July 23, 2008 @ 11:01 pm
Socrates And Plato – The Return
It is an evening of cool winter breeze flowing through the small gaps amidst the blocks of stone and pillars that define an ancient architecture. A small leaf trying to grow out of a crumbling rock on the side walls of a building is shivering and going green. The building overlooks a courtyard, which has a chiseled fountain right in the middle and the grass on the ground is as close to a carpet as can be created by a hand made lawn mover used by strong labourers.
From the other end of the lawn, our carriers of knowledge and truth appear to walk towards the fountain. The white and brown robes flutter in the breeze, under the furtive eyes of the shaky green leaf. The brown robe speaks first, while looking at the mountains in the distant.
“So we are back here eh?”, Plato in the brown robe says.
“Looks like. Or should I use the modern day phrase Appears so?“, the white robe replies solemnly.
“Quite some time has passed since we last figured here. What do you think might have changed?”
“A lot. And the same time, nothing at all”, Socrates speaks in a fluent diction without any hesitation whatsoever.
Alright, time to ask the question, thinks Plato.
“And what does that mean?”
“Time is a concept of the mind, of the universe, of the atom. It stands still when you do nothing, it moves when you try to measure it.”
“Didn’t know it was all that simple. Anyway, so we are back here and free to do what we want, once again.”
“Freedom is nothing. And freedom is everything”, said the white one has he moved towards one of the open corridors on his right. There, hanging from the top of the flat roof, was a cage with a bright green talking parrot. Plato never quite understood what the talking parrot spoke. Probably because it always spoke Greek.
Plato, trying to one-up his master, “Isn’t freedom a great thing to have?”
“Depends”, answered Socrates who was instantly unhappy with himself for using that word which was made popular by new age MBA graduates.
“Freedom is a perception, like the rest of the world”, Socrates added to cover up for his earlier answer.
“Of course not. I mean, look at this parrot. Wouldn’t it be happy to be let free? Wouldn’t it love to have the freedom to fly above the mountains and eat fresh green yucky things crawling on those lovely trees out there?”
“What if the parrot is in love with the cage?”, Socrates asked.

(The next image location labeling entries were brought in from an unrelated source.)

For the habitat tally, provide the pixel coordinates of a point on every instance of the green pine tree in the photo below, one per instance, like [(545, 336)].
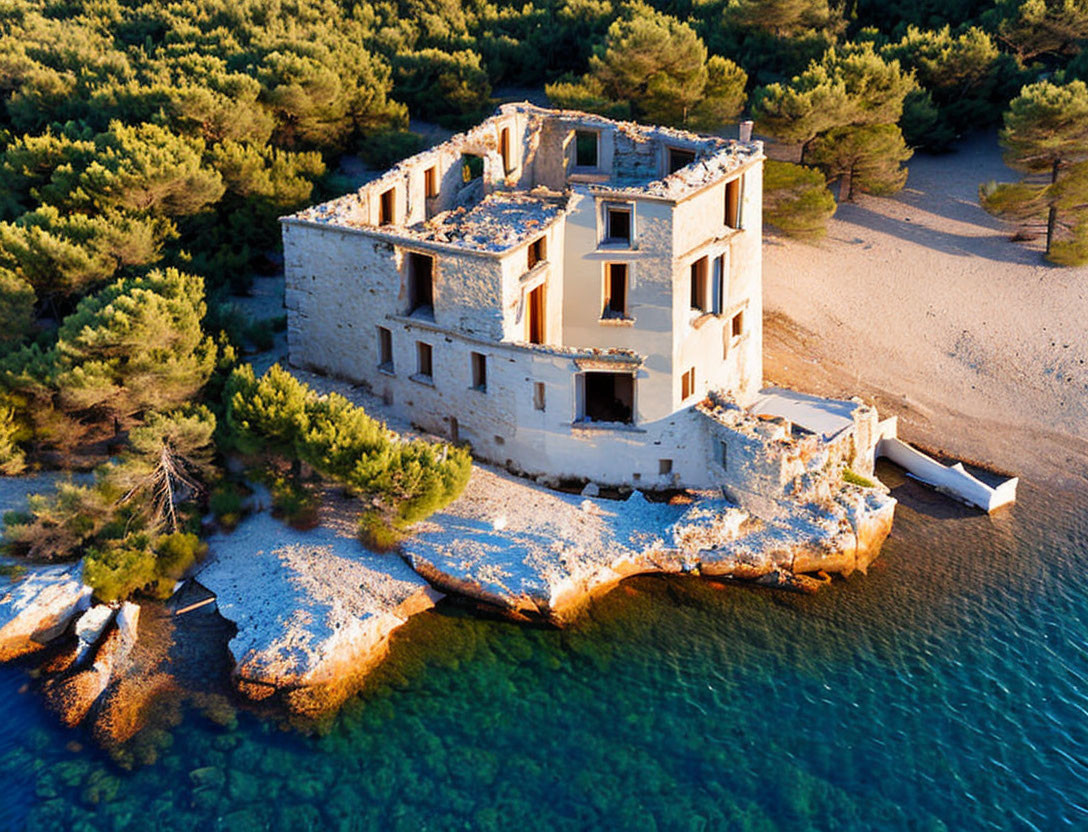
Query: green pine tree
[(1046, 137), (654, 67), (795, 199), (865, 159), (135, 346), (848, 86), (1030, 28)]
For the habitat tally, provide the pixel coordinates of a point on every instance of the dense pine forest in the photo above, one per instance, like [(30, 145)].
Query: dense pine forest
[(147, 149)]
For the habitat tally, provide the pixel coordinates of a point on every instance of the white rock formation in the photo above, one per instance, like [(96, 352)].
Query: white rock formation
[(558, 549), (311, 607), (38, 607)]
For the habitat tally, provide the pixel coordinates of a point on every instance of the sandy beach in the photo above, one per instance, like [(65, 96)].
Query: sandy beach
[(923, 306)]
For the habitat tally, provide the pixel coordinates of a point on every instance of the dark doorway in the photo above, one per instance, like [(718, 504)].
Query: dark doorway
[(680, 159), (609, 397), (420, 283), (536, 315)]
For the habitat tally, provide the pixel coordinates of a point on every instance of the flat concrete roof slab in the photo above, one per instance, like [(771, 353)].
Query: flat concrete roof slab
[(824, 417)]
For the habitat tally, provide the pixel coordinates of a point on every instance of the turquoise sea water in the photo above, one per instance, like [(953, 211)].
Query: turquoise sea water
[(946, 690)]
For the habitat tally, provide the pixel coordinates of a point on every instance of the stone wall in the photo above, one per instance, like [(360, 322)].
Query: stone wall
[(344, 283)]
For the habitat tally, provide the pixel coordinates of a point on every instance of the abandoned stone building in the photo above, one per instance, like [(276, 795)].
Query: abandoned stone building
[(559, 290)]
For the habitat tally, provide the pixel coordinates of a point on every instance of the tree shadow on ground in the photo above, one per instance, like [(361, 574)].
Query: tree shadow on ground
[(946, 241)]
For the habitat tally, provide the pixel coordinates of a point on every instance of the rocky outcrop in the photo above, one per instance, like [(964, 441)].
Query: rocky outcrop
[(540, 554), (313, 609), (73, 695), (89, 629), (38, 607)]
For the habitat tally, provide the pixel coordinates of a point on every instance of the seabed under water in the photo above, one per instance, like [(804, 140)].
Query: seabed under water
[(946, 690)]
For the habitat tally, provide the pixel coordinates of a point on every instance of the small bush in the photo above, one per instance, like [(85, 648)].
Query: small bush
[(225, 504), (294, 503), (854, 479), (376, 532), (175, 554), (118, 569)]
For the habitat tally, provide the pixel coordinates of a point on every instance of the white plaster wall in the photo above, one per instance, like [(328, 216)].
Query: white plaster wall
[(342, 284), (648, 297), (720, 361)]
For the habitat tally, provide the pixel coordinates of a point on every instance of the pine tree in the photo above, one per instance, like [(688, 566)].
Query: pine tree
[(961, 73), (795, 199), (268, 415), (654, 67), (865, 158), (1046, 137), (167, 461), (61, 253), (134, 346), (1031, 28), (12, 459), (16, 308), (783, 17)]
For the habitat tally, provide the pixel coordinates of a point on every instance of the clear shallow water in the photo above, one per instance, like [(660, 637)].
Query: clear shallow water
[(947, 690)]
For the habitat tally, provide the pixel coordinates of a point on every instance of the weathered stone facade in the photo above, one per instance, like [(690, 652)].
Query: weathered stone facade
[(554, 287)]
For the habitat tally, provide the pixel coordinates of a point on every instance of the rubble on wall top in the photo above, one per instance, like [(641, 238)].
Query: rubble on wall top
[(725, 410), (499, 221), (507, 218), (604, 355), (715, 157)]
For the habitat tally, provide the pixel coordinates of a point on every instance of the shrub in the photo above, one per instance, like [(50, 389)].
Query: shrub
[(405, 481), (294, 503), (795, 199), (849, 475), (225, 504), (118, 569), (137, 563)]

A momentary pause sets in and tries to restrain time from flowing. Plato experiences that sublime enlightenment moment which he has by now got used to.
What if the parrot is in love with the cage, Plato thinks to himself.
“Ah, I get it master. If the parrot is in love with the cage, then he being free out there in the mountains eating those fresh green yucky things crawling on those lovely trees wouldn’t make him happy would it? Brilliant. Absolutely brilliant. Freedom is a perception. Brilliant.”
“You used the word happy in what you just said. Now happiness is a different story, for some other day.”
“Yeah. So, we are in love with this place and that is our freedom”, says Plato.
“Yeah”, says Socrates and walks off into the corridors which have had the privilege to serve this profound master of knowledge for so many years.
“Yeah. We love this place. We are free”, Plato murmured to himself as though familiarizing something to remember for long.
They both walk off into the depths of the corridor to discuss happiness, which, of course will be a different story here.
Ladies and gentlemen, welcome to the return.